Now onto self-publishing…
As with most things I find in our dizzying digital age, there are good and bad aspects to self-publishing. The good is, you can potentially get your book out there for not so much money, little effort, while controlling pretty much every aspect of its publication. You can also set it up to see 100% of the profit from your book’s sales.
The bad?
I’m sure, to some degree, you already have this figured.
For one, you have no distribution network set-up, or if you do, it will most probably be woefully weaker than an actual publishers’. Not that you can’t create a healthy and profitable distribution network over time, you can even begin a cottage industry all on your own, but it will take a lot of time and a lot of work… unless you get exceedingly lucky.
And if you don’t think luck figures into the publishing game, as it does in lots of aspects of our lives, then you have probably not lived all that long.
And be warned, if you do indeed take this route, as most self-published books need to, promoting your book all on your own, working hard to Twitter and Twitter news about it, catch every opportunity to spread the news of its existence far and wide, you must realize (again, this is something you are probably aware of already, just not something you want to admit) that there are plenty of other writers just like you, pushing their books.
You are just one of many.
Competition is fierce, while the facility to self-promote is better than ever before.
Do I write this to discourage you? No. It’s just one of the cold hard negatives of self-publishing.
Another negative is that you will not make a ton of money or maybe any real money at all with self-publishing unless, again, you are exceedingly lucky. The good here, though, is that, because you self-publish (and hopefully do so smartly; and I’ll hit on how best to do this in a bit), your overhead is low.
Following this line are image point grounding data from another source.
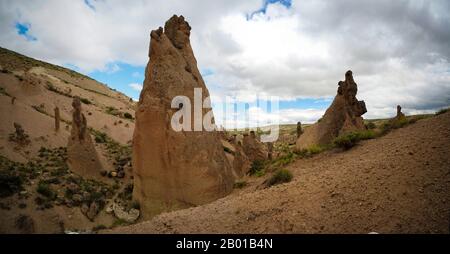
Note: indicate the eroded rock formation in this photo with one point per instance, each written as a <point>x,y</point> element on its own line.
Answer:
<point>174,169</point>
<point>57,119</point>
<point>343,116</point>
<point>400,116</point>
<point>81,153</point>
<point>299,129</point>
<point>253,148</point>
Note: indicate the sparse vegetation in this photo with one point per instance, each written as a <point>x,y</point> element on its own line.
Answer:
<point>85,101</point>
<point>349,140</point>
<point>24,223</point>
<point>99,227</point>
<point>240,184</point>
<point>3,91</point>
<point>257,168</point>
<point>312,150</point>
<point>116,112</point>
<point>280,176</point>
<point>45,190</point>
<point>10,182</point>
<point>100,137</point>
<point>112,111</point>
<point>227,150</point>
<point>442,111</point>
<point>371,126</point>
<point>40,108</point>
<point>20,78</point>
<point>119,222</point>
<point>127,115</point>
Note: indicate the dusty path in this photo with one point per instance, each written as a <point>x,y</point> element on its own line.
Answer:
<point>399,183</point>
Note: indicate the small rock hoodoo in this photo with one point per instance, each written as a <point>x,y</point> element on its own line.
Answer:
<point>81,154</point>
<point>174,169</point>
<point>344,115</point>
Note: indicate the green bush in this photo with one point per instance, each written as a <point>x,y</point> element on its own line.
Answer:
<point>371,126</point>
<point>112,111</point>
<point>99,227</point>
<point>281,176</point>
<point>45,190</point>
<point>312,150</point>
<point>240,184</point>
<point>228,150</point>
<point>127,115</point>
<point>257,168</point>
<point>349,140</point>
<point>100,137</point>
<point>9,183</point>
<point>85,101</point>
<point>442,111</point>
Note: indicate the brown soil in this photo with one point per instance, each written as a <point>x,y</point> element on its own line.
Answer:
<point>398,183</point>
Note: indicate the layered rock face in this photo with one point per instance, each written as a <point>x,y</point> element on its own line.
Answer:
<point>173,169</point>
<point>81,154</point>
<point>343,116</point>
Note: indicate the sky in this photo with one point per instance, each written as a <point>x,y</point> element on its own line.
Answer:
<point>296,50</point>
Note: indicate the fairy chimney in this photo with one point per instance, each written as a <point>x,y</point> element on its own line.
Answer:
<point>343,116</point>
<point>81,154</point>
<point>175,169</point>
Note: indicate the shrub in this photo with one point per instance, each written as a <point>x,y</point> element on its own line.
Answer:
<point>100,137</point>
<point>442,111</point>
<point>9,184</point>
<point>99,227</point>
<point>25,223</point>
<point>112,111</point>
<point>281,176</point>
<point>45,190</point>
<point>257,168</point>
<point>349,140</point>
<point>240,184</point>
<point>371,126</point>
<point>85,101</point>
<point>228,150</point>
<point>312,150</point>
<point>3,91</point>
<point>135,205</point>
<point>127,115</point>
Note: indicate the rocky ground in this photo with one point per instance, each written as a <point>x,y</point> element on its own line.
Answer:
<point>397,183</point>
<point>38,191</point>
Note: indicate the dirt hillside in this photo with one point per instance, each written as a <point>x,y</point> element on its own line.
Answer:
<point>38,192</point>
<point>398,183</point>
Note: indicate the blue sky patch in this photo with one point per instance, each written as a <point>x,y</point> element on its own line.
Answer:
<point>89,4</point>
<point>126,78</point>
<point>266,3</point>
<point>23,30</point>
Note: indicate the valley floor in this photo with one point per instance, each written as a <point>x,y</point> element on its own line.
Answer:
<point>398,183</point>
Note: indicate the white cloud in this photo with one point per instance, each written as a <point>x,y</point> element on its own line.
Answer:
<point>136,86</point>
<point>398,50</point>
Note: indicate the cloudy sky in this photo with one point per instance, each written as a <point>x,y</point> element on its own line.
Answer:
<point>298,50</point>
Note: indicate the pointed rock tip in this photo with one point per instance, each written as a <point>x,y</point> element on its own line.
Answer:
<point>178,31</point>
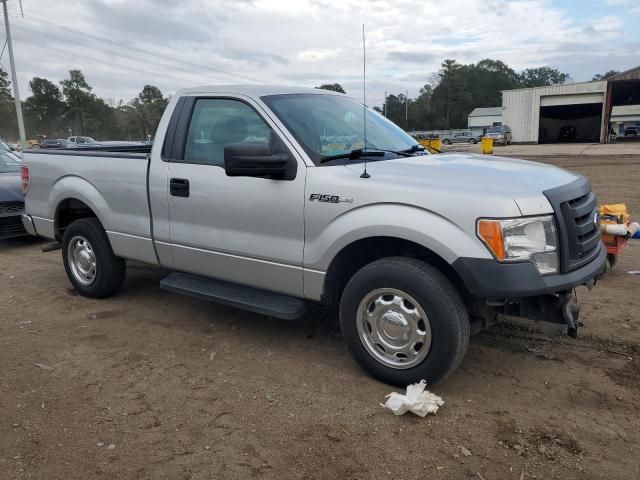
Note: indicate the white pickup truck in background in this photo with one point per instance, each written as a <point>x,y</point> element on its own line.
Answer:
<point>267,198</point>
You don’t have to sell a lot of books to put yourself into profit. As I mentioned last time, there are tons of books by well-known authors returned to their publishers all the time. The cost for these books returned/not sold can come out of the author’s profits, advance, reputation (all 3) with his or her publisher. Printed books produced by a company and not sold and indeed returned, or put on a clearance rack, always creates ramifications.
You won’t have this problem with self-publishing.
There’s more cautions you might need to consider along the way: companies that advertise packages where they take your book through copywriting, formatting, publishing, and distribution (they are not a publisher per se but a book ‘wrangler’ ) who might rip you off in any of those areas of work they do for you; the complete waste of time and resources that could plague you as you crawl deeper and deeper down the rabbit hole of social media self-promotion; surfing through the soul-crushing criteria listed at each place/site you try and put your book up on (especially true for erotica authors) that might, in fact, get your book thrown off that list/site or call for revisions you can’t see clear to make.
But mostly you come to level the playing field when you self-publish, and as I mentioned before, the best way of doing so presently, is in eBook form.